The chip is less than 4.5 mm across and weighs less than 2 oz. Nonetheless, it is pushing the power of artificial intelligence (AI) to the edge.
Oceanit designed the Nerro AI microchip to facilitate the use of artificial intelligence in edge computing devices, and some see great potential from edge AI for streamlining operations. Hani Elshahawi, digitalization lead for deepwater technologies at Shell, presented an example of AI on the edge at a recent edge computing conference. He talked about using AI at the edge to facilitate visual inspection of subsea facilities.
Traditionally, subsea asset integrity inspection relied on hours of video being moved to the enterprise site. There, it would be reviewed by a person, who would make notes to be entered on a spreadsheet that was saved in a database. Now, AI can be trained to review the data and search for anomalies, but a tedious separation of data collection and data analysis remains. Putting AI on the edge could eliminate that gap.

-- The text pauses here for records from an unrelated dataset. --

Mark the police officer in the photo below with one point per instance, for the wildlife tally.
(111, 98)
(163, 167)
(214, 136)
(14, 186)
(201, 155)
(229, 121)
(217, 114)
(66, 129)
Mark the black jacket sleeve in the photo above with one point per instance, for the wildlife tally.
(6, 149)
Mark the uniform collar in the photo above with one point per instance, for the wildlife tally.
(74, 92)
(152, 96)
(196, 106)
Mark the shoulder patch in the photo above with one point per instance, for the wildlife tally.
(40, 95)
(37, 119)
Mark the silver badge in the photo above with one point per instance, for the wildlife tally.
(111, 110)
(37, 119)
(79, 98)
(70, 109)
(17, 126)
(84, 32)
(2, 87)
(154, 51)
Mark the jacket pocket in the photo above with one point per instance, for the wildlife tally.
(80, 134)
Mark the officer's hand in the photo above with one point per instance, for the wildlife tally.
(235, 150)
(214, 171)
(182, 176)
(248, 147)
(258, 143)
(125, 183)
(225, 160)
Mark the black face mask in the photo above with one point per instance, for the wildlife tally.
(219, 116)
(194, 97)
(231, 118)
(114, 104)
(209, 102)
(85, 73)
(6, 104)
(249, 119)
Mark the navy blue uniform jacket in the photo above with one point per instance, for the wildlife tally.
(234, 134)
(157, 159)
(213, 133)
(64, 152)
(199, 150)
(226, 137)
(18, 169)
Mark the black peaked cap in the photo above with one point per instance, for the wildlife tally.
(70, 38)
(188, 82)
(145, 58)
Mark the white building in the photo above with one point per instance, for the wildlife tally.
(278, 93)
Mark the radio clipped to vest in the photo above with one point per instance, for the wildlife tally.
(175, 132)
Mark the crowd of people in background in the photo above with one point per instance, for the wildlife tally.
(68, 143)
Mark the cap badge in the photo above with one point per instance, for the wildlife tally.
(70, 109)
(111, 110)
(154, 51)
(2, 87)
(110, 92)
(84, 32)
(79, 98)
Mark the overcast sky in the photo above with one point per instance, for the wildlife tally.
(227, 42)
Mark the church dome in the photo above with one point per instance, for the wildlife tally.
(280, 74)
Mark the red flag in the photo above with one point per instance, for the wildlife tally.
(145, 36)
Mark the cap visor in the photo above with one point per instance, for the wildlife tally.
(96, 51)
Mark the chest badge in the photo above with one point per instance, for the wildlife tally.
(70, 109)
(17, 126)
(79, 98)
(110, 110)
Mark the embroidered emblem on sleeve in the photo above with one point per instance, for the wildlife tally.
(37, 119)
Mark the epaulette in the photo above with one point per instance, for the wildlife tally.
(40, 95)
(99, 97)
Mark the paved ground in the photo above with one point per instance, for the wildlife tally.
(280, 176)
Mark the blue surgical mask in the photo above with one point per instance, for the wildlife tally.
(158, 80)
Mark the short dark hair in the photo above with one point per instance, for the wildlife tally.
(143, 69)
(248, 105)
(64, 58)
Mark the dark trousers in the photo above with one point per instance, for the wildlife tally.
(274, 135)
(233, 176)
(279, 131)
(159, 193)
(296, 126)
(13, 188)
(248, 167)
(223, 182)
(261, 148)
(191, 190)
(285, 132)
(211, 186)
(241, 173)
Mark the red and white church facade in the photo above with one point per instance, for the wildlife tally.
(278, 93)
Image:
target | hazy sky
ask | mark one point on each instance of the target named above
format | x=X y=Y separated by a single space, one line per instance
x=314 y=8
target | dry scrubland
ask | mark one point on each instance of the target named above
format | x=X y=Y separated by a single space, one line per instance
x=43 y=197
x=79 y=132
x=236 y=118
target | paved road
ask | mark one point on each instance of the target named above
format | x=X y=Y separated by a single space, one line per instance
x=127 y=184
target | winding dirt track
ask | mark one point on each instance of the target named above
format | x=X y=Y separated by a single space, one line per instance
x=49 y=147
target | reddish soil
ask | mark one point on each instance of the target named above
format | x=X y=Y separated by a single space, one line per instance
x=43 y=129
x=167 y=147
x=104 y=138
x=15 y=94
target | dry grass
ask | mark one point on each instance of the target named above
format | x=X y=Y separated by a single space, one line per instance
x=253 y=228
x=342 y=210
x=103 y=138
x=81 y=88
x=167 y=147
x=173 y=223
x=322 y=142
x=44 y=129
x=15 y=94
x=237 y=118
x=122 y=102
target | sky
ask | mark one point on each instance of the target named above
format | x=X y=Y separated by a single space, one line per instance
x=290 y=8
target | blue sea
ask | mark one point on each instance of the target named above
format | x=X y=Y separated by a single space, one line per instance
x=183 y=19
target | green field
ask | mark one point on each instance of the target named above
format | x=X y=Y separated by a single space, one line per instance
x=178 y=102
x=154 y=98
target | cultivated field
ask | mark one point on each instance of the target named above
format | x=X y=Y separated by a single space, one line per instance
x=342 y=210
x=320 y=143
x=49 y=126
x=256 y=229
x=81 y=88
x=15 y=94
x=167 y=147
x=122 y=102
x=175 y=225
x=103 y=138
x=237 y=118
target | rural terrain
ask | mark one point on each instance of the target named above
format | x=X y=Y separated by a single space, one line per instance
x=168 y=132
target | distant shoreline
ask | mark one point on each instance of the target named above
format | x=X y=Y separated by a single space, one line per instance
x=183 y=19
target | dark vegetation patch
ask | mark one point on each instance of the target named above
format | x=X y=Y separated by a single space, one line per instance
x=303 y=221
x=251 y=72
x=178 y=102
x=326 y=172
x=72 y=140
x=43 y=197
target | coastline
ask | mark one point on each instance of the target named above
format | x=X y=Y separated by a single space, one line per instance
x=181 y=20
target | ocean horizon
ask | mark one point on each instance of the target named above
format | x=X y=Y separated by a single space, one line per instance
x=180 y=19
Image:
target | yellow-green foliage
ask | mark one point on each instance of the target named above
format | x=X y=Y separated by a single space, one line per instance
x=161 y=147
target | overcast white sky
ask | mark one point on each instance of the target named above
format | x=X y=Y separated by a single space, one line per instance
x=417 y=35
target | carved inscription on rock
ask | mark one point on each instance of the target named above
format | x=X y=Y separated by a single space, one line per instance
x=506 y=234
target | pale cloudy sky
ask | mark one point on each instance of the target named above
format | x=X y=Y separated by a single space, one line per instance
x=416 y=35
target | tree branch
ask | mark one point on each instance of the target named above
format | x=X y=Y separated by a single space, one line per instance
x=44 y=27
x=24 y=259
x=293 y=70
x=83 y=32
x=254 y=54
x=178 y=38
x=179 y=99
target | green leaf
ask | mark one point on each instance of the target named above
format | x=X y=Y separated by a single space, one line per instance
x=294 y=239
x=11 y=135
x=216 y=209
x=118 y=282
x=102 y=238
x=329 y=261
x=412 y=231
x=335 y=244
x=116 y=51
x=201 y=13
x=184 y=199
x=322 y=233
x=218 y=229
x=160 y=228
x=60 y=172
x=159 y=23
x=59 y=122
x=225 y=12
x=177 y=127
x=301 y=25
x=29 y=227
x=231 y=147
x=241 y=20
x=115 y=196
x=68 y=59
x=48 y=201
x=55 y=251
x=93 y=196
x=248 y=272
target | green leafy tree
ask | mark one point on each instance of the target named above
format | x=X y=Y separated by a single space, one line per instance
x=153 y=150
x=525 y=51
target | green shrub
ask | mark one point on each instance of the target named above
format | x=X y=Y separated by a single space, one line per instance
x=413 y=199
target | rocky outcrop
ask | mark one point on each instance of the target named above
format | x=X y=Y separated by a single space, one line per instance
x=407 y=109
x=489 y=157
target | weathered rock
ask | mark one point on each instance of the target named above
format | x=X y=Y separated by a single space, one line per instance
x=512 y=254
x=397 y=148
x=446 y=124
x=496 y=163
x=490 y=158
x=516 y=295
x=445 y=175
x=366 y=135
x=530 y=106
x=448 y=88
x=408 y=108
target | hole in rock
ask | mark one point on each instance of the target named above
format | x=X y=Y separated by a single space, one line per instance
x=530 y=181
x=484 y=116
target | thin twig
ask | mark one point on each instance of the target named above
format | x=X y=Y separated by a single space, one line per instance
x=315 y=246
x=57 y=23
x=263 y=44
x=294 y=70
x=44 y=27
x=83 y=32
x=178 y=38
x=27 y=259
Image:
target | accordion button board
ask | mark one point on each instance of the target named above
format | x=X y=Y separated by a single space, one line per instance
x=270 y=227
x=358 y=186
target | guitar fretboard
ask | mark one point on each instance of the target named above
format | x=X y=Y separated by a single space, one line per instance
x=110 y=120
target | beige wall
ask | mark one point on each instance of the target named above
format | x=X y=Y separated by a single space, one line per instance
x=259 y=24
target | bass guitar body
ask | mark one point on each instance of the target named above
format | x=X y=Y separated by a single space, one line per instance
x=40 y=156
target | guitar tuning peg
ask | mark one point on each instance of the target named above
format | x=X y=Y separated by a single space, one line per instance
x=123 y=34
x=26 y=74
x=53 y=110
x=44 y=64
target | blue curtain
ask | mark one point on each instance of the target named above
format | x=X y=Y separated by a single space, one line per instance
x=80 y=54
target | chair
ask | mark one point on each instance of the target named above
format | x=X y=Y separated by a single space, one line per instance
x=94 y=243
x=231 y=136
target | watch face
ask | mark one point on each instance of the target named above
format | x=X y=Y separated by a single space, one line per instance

“You can simplify a lot of the computational power with artificial neural networks,” Elshahawi said, adding that, “today, still you have to do all your training essentially at the enterprise and then embed it at the edge. But the challenge you might encounter is, how do I update this model? Can you do it much more efficiently, and can you do it at the edge? And the concept here is that you go toward hardware-driven neuromorphic computing devices that could be field-deployed but also very low power and very small form factor.”
“The idea,” he added, “is to change the form factor so that you can put it on what looks like a USB stick.”
AI chips such as Oceanit’s Nerro unite the process in one location. “With traditional computing,” Elshahawi said, “you’re separating the CPU [central processing unit] from your RAM [random access memory], you’re separating your data access from your computational capabilities. Here, it’s really all in one. It’s bringing them in one place—an AI chip.” He noted the efficiency of the Nerro chip as another benefit. “It’s very energy efficient, like 100,000 recognitions per second for milliwatts—for 1,000 neurons,” he said. “There’s no way you’re going to get that with a GPU [graphics processing unit].”
Elshahawi and his team used historical data—about 3.3 TB—to train an AI, which resulted in it being able to detect approximately 15 subsea classes with a database that included 85,000 labeled images.
“We used automated object detection using deep supervised learning,” Elshahawi said. “We used a video device to do this. But this is abundantly used today, for example in autonomous vehicles to detect objects and navigate around those.”
Once the AI is embedded at the edge, Elshahawi said, different chips can be assigned different tasks. “For example, you can have one of the chips do the color extraction,” he said, “and another one work on the texture extraction. Then you can combine all that and you can come up with a rule-based decision.”